HTML Report Generation

Once all diagnostics are complete, the application automatically generates an HTML report if you selected this option at start of test. The report includes all test results, clearly marked with ✅ (success) or ❌ (failure). Reports are saved to your local working directory with a filename based on the API domain name (e.g., example.com.html). You can easily share them with colleagues or use them for documentation.

User prompt to generate HTML report format.
Each test is marked with ✅ (success) or ❌ (failure).
Saved locally (e.g., example.com.html).
Attach to email for troubleshooting collaboration, testing, and production deployment.

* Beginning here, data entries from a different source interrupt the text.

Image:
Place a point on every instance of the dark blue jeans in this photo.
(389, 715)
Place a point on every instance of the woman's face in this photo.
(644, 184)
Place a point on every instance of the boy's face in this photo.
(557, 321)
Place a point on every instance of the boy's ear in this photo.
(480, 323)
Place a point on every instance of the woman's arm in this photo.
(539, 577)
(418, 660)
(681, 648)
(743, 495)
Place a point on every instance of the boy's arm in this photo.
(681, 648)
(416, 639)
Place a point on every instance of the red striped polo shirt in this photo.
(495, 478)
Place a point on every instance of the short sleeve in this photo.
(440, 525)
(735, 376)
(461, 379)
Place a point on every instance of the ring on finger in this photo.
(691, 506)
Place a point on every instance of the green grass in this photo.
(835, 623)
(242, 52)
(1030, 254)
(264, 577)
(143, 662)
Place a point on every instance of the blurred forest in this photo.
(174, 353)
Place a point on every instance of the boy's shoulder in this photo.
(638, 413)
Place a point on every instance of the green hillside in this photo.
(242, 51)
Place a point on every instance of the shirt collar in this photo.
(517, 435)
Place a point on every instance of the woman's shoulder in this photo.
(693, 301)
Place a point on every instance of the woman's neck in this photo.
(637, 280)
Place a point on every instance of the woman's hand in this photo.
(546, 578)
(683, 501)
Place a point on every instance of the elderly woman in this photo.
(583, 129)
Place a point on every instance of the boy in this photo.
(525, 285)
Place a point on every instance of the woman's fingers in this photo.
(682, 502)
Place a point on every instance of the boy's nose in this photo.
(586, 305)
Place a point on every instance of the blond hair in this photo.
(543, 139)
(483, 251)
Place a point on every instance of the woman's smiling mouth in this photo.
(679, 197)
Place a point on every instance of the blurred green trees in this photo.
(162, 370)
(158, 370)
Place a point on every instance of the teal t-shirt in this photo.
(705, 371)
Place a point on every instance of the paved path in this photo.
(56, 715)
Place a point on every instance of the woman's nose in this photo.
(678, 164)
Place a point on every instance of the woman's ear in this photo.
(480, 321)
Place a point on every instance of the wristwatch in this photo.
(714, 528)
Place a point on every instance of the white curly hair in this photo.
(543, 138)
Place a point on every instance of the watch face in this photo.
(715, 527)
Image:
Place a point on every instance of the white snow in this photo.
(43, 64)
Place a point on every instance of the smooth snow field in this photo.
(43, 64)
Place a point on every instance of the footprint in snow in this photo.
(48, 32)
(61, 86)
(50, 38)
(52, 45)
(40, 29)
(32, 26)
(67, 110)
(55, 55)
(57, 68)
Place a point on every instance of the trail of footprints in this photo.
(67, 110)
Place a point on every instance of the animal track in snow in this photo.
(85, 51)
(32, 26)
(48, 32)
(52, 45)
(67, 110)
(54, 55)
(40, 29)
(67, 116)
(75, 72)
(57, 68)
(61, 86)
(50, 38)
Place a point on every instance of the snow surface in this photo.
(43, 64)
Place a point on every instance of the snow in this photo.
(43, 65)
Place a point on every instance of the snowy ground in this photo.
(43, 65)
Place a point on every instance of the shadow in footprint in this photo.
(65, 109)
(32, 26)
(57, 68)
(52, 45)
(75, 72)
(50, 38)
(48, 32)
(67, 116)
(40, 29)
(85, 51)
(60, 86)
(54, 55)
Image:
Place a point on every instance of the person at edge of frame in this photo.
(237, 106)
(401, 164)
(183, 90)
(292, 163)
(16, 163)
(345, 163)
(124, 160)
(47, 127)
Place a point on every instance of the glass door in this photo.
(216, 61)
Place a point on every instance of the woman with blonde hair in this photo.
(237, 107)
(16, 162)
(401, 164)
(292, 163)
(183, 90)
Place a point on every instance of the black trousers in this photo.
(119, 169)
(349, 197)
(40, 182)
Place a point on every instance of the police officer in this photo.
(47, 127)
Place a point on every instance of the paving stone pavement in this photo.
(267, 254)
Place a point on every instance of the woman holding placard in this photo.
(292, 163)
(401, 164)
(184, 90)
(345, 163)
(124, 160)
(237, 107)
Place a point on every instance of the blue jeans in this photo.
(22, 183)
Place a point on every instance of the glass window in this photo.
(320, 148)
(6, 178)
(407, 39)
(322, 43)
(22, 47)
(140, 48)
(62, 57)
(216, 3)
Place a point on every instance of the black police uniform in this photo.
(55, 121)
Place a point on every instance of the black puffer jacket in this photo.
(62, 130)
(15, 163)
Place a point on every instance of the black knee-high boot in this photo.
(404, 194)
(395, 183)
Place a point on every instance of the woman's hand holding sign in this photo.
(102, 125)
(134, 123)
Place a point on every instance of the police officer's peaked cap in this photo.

Custom Freeware License and Disclaimer

This software (API Troubleshooter) is provided free of charge for personal and non-commercial use only, subject to the following terms:

Permissions
You may redistribute copies of this software, provided that you retain the copyright notice and this license in all copies. You may use this software on your personal Linux system for non-commercial purposes.

Restrictions
You may not sell, sublicense, or otherwise distribute this software for commercial purposes. You may not modify, reverse-engineer, or decompile this software, unless explicitly permitted by the author. Any redistribution of the software must retain this license, and the software must not be distributed with commercial intent or for profit.

No Warranty
This software is provided “as-is”, without any warranty of any kind, either express or implied, including but not limited to the warranties of merchantability, fitness for a particular purpose, or non-infringement. In no event shall the author be liable for any damages arising from the use or misuse of this software. Use at your own risk. Be sure to review the generated reports carefully, as they may contain sensitive system information.